Kredi Riskleri: Lojistik anlaşmalar esaslı ciroların yaratılmasını sağlayabilir. Bu da Sonuç olarak, Lojistik Operatörünün farklı bir müşteri yapılanması ile muhatap kalmasına neden olabilir. Lojistik operatörünün cirosunun önemli bir kısmını yaratan az sayıda ki büyük hesaba bağımlılığı artırabilir. Bunun sonucu olarak da, bu büyük hesapların kredibilitesi ve ödeme yeteneği büyük önem kazanır. Profesyonel bir dahili nakit ve kredi yönetimi (sonunda kredi sigortası ile birleştirilerek) önemle tavsiye edilmektedir.
Dahili Risk İzleme ve Profesyonel Öneri / Ulusal Forwarding Derneklerinin Rolü
Tüm bunlardan anlaşılacağı üzere, risk durumunun karşılığı olan ve boşlukları dolduran “sigorta” nın yapılması bir zorunluluktur. Ancak risk yönetimine yaklaşım daha geniş çapta ve anlaşılır olmalıdır.
Hiç kimse riskleri şirketin kendisinden daha iyi bilemez. Risk yönetimi, “Bilançonun Korunması” başlığı altında ele alınmalıdır. Şirketlerin yöneticileri ve personelleri “risk düşünme” yönünde hareket etmeleri için zorlamaya tabi tutulurlar. Belli risk izleme araçları devreye sokularak belli aralıklarla yapılacak bir risk analizi ile birçok zarar, risk ve tehlike önlenebilir.
Müşterilerle yapılan özel yükümlülük anlaşmalarının değerlendirilmesi için hukuki bir danışmanlık hizmeti alınması gerekir.

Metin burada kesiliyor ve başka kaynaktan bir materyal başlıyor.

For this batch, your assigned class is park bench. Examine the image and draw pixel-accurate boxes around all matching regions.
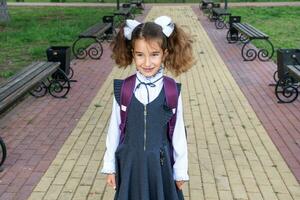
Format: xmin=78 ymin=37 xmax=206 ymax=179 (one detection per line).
xmin=0 ymin=61 xmax=71 ymax=171
xmin=72 ymin=15 xmax=115 ymax=60
xmin=130 ymin=0 xmax=144 ymax=10
xmin=274 ymin=49 xmax=300 ymax=103
xmin=211 ymin=7 xmax=231 ymax=29
xmin=114 ymin=3 xmax=134 ymax=26
xmin=226 ymin=16 xmax=274 ymax=61
xmin=200 ymin=0 xmax=214 ymax=10
xmin=0 ymin=61 xmax=71 ymax=115
xmin=0 ymin=136 xmax=6 ymax=172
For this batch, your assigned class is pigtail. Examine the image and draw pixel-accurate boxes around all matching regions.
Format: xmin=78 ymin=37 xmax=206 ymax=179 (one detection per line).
xmin=164 ymin=24 xmax=195 ymax=76
xmin=110 ymin=22 xmax=133 ymax=67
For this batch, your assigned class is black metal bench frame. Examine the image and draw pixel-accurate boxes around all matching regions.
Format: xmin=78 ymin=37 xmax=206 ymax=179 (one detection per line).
xmin=211 ymin=7 xmax=231 ymax=29
xmin=274 ymin=49 xmax=300 ymax=103
xmin=72 ymin=15 xmax=115 ymax=60
xmin=0 ymin=136 xmax=6 ymax=172
xmin=114 ymin=3 xmax=134 ymax=27
xmin=130 ymin=0 xmax=144 ymax=10
xmin=0 ymin=62 xmax=71 ymax=114
xmin=200 ymin=0 xmax=214 ymax=10
xmin=0 ymin=61 xmax=71 ymax=170
xmin=226 ymin=16 xmax=274 ymax=61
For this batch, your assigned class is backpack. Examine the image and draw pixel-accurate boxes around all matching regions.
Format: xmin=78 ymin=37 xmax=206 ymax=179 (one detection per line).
xmin=118 ymin=74 xmax=179 ymax=164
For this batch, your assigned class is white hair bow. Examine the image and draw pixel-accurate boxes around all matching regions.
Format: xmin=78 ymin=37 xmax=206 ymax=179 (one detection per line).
xmin=123 ymin=16 xmax=175 ymax=40
xmin=124 ymin=19 xmax=141 ymax=40
xmin=154 ymin=16 xmax=175 ymax=37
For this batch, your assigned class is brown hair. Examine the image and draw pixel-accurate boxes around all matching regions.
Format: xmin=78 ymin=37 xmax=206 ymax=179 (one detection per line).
xmin=110 ymin=21 xmax=194 ymax=76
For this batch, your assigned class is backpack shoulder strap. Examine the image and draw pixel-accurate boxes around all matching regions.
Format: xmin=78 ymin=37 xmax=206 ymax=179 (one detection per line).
xmin=163 ymin=76 xmax=179 ymax=141
xmin=163 ymin=76 xmax=180 ymax=166
xmin=119 ymin=74 xmax=136 ymax=144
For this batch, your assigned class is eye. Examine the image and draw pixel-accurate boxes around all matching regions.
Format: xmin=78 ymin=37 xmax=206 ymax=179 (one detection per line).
xmin=135 ymin=53 xmax=143 ymax=57
xmin=152 ymin=53 xmax=160 ymax=56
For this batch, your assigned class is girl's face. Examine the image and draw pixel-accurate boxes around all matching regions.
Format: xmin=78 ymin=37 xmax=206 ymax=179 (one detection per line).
xmin=133 ymin=38 xmax=167 ymax=77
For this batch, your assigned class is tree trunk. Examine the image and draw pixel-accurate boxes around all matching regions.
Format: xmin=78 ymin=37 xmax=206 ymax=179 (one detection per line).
xmin=0 ymin=0 xmax=10 ymax=23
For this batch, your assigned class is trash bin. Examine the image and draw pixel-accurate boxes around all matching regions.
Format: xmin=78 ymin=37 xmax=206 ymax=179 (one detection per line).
xmin=46 ymin=46 xmax=71 ymax=75
xmin=277 ymin=49 xmax=300 ymax=81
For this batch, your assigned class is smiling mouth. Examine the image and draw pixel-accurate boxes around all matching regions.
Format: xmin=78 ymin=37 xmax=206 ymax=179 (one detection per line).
xmin=142 ymin=67 xmax=154 ymax=72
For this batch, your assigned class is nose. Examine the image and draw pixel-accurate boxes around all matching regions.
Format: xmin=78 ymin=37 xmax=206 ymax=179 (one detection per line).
xmin=144 ymin=56 xmax=151 ymax=67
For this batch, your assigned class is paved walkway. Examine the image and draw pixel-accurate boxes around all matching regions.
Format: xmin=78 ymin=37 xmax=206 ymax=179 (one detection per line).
xmin=28 ymin=5 xmax=299 ymax=200
xmin=0 ymin=4 xmax=300 ymax=200
xmin=194 ymin=6 xmax=300 ymax=183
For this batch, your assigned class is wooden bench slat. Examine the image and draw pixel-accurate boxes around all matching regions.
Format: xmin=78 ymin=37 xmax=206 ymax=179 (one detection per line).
xmin=243 ymin=23 xmax=268 ymax=38
xmin=0 ymin=62 xmax=60 ymax=102
xmin=0 ymin=62 xmax=60 ymax=112
xmin=286 ymin=65 xmax=300 ymax=78
xmin=79 ymin=23 xmax=111 ymax=38
xmin=233 ymin=23 xmax=268 ymax=39
xmin=240 ymin=24 xmax=260 ymax=38
xmin=0 ymin=62 xmax=45 ymax=89
xmin=212 ymin=8 xmax=230 ymax=15
xmin=0 ymin=62 xmax=48 ymax=92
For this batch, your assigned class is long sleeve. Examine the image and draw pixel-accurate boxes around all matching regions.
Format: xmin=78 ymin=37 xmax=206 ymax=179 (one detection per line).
xmin=172 ymin=94 xmax=189 ymax=181
xmin=101 ymin=97 xmax=121 ymax=174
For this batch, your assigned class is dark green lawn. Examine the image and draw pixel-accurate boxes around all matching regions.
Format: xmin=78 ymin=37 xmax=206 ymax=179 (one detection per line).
xmin=1 ymin=6 xmax=300 ymax=80
xmin=230 ymin=6 xmax=300 ymax=60
xmin=0 ymin=7 xmax=114 ymax=79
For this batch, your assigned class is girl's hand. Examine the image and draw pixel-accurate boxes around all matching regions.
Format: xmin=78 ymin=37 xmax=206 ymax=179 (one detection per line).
xmin=175 ymin=180 xmax=185 ymax=190
xmin=106 ymin=174 xmax=116 ymax=190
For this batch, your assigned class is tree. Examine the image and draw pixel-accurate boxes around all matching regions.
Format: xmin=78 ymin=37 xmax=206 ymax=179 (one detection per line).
xmin=0 ymin=0 xmax=10 ymax=23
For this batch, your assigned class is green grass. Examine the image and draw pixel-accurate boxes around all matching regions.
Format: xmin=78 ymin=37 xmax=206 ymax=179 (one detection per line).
xmin=229 ymin=6 xmax=300 ymax=61
xmin=0 ymin=6 xmax=115 ymax=79
xmin=1 ymin=6 xmax=300 ymax=80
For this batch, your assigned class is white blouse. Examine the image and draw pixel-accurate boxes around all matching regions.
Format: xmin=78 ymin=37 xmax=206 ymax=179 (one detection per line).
xmin=101 ymin=69 xmax=189 ymax=181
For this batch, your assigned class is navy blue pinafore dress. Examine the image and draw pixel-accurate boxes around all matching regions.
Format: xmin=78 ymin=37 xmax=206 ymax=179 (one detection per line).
xmin=113 ymin=80 xmax=184 ymax=200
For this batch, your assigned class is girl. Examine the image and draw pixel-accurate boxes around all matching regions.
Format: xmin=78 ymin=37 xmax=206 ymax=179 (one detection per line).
xmin=101 ymin=16 xmax=194 ymax=200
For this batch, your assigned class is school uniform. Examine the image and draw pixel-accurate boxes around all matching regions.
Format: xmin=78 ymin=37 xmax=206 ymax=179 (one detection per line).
xmin=102 ymin=69 xmax=189 ymax=200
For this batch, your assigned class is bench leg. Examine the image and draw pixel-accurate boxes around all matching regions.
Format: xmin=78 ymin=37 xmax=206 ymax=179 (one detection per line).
xmin=88 ymin=38 xmax=104 ymax=60
xmin=275 ymin=75 xmax=299 ymax=103
xmin=241 ymin=38 xmax=274 ymax=62
xmin=102 ymin=27 xmax=117 ymax=42
xmin=200 ymin=2 xmax=207 ymax=10
xmin=226 ymin=29 xmax=239 ymax=44
xmin=138 ymin=2 xmax=145 ymax=10
xmin=257 ymin=39 xmax=274 ymax=61
xmin=215 ymin=15 xmax=226 ymax=29
xmin=72 ymin=38 xmax=88 ymax=59
xmin=29 ymin=81 xmax=48 ymax=98
xmin=0 ymin=137 xmax=7 ymax=170
xmin=208 ymin=11 xmax=217 ymax=21
xmin=48 ymin=68 xmax=71 ymax=98
xmin=241 ymin=39 xmax=257 ymax=61
xmin=268 ymin=70 xmax=278 ymax=86
xmin=72 ymin=37 xmax=104 ymax=60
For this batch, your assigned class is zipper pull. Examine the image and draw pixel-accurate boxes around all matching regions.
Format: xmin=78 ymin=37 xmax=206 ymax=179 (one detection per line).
xmin=160 ymin=148 xmax=164 ymax=166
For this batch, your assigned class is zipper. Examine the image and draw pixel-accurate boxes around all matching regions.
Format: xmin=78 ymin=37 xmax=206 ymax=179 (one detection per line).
xmin=144 ymin=104 xmax=147 ymax=151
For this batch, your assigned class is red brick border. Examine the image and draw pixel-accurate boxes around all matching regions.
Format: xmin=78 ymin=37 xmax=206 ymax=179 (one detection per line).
xmin=193 ymin=6 xmax=300 ymax=182
xmin=0 ymin=6 xmax=151 ymax=199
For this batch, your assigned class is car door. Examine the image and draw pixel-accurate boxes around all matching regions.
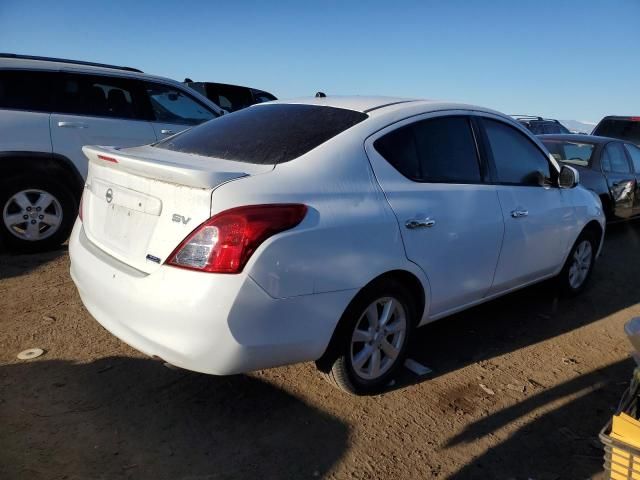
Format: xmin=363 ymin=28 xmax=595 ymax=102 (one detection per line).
xmin=144 ymin=82 xmax=218 ymax=140
xmin=50 ymin=72 xmax=156 ymax=179
xmin=478 ymin=117 xmax=576 ymax=294
xmin=365 ymin=113 xmax=504 ymax=317
xmin=599 ymin=141 xmax=636 ymax=219
xmin=0 ymin=69 xmax=54 ymax=155
xmin=624 ymin=143 xmax=640 ymax=216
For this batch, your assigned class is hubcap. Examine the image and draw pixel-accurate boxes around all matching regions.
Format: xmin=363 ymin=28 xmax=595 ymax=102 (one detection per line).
xmin=2 ymin=189 xmax=63 ymax=241
xmin=350 ymin=297 xmax=407 ymax=381
xmin=568 ymin=240 xmax=593 ymax=289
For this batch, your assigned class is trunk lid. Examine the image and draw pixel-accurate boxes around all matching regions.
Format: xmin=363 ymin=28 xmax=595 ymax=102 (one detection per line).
xmin=81 ymin=145 xmax=273 ymax=273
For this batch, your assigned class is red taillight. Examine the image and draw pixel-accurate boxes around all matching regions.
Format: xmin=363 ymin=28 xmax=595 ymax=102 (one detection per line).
xmin=98 ymin=154 xmax=118 ymax=163
xmin=166 ymin=204 xmax=307 ymax=274
xmin=632 ymin=117 xmax=640 ymax=122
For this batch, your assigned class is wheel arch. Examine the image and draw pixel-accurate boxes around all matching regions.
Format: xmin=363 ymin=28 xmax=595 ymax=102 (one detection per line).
xmin=582 ymin=219 xmax=604 ymax=252
xmin=0 ymin=152 xmax=84 ymax=200
xmin=315 ymin=269 xmax=427 ymax=372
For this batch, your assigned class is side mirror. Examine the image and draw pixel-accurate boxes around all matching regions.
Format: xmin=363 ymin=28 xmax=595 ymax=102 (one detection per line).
xmin=558 ymin=165 xmax=579 ymax=189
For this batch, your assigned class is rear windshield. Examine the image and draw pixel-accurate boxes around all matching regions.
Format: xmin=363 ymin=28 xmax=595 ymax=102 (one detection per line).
xmin=593 ymin=118 xmax=640 ymax=145
xmin=541 ymin=139 xmax=596 ymax=167
xmin=155 ymin=104 xmax=368 ymax=164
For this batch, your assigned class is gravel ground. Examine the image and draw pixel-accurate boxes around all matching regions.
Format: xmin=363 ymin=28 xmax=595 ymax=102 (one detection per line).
xmin=1 ymin=222 xmax=640 ymax=479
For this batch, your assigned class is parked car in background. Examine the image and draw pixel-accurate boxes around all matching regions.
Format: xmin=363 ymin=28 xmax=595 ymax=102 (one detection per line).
xmin=70 ymin=96 xmax=605 ymax=395
xmin=0 ymin=53 xmax=224 ymax=251
xmin=592 ymin=116 xmax=640 ymax=146
xmin=540 ymin=134 xmax=640 ymax=221
xmin=512 ymin=115 xmax=571 ymax=135
xmin=185 ymin=80 xmax=277 ymax=112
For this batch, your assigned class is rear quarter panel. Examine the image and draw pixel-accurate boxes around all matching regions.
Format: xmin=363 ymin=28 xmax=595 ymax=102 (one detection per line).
xmin=209 ymin=133 xmax=432 ymax=320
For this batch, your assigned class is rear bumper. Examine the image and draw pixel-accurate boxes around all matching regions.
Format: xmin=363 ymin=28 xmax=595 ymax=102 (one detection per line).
xmin=69 ymin=220 xmax=355 ymax=375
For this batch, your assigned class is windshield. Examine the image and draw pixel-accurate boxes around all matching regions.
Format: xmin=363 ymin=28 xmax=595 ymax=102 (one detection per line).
xmin=541 ymin=139 xmax=596 ymax=166
xmin=155 ymin=104 xmax=368 ymax=164
xmin=593 ymin=118 xmax=640 ymax=145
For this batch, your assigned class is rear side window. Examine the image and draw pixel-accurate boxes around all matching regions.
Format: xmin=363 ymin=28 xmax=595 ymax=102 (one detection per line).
xmin=155 ymin=104 xmax=368 ymax=164
xmin=374 ymin=116 xmax=481 ymax=183
xmin=146 ymin=82 xmax=217 ymax=125
xmin=483 ymin=118 xmax=552 ymax=185
xmin=55 ymin=73 xmax=148 ymax=120
xmin=625 ymin=144 xmax=640 ymax=173
xmin=594 ymin=119 xmax=640 ymax=145
xmin=601 ymin=142 xmax=631 ymax=173
xmin=0 ymin=70 xmax=54 ymax=112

Uzmanlaşmış Sigorta Acenteleri ve Sigortacılar, doğru değer ve primi tespit etme bakımından lojistik sektörünün ihtiyaçları, gerekleri ve gelişmeleri konusunda uzman olmalıdırlar. Standart sigorta ürünleri lojistik sektörü için uygun olmayabilir. Söz konusu sigorta ürünü sektör ile “tıpa tıp” uygun olmalıdır. Esaslı bir risk analizi uygun sigorta kapsamının oluşturulmasında temel oluşturur.
Ulusal Forwarding Dernekleri, özellikle kendi bünyesinde risk yönetim araçları bulunmayan orta ve küçük ölçekli üyeleri için “Dernek Grup Sigorta Düzenlemeleri” oluşturarak yardımcı olabilirler. Dünya’daki her bir forwarderın en azından bir adet anlaşılabilir temel sigorta kapsamı olmalıdır.
Özet
Yapısı değişen lojistik sektöründe bir takım riskler maksimum önem teşkil etmektedir. Risk yönetimi ve sigorta eğer profesyonelce yönetilirse gittikçe önem kazanacaktır ki bu bir rekabet üstünlüğüdür.
Ulusal Forwarding Derneklerine, üyelerinin uygun ve hesaplı sigorta çözümleri sağlamalarına öncülük edip destekte bulunmaları tavsiye edilmektedir.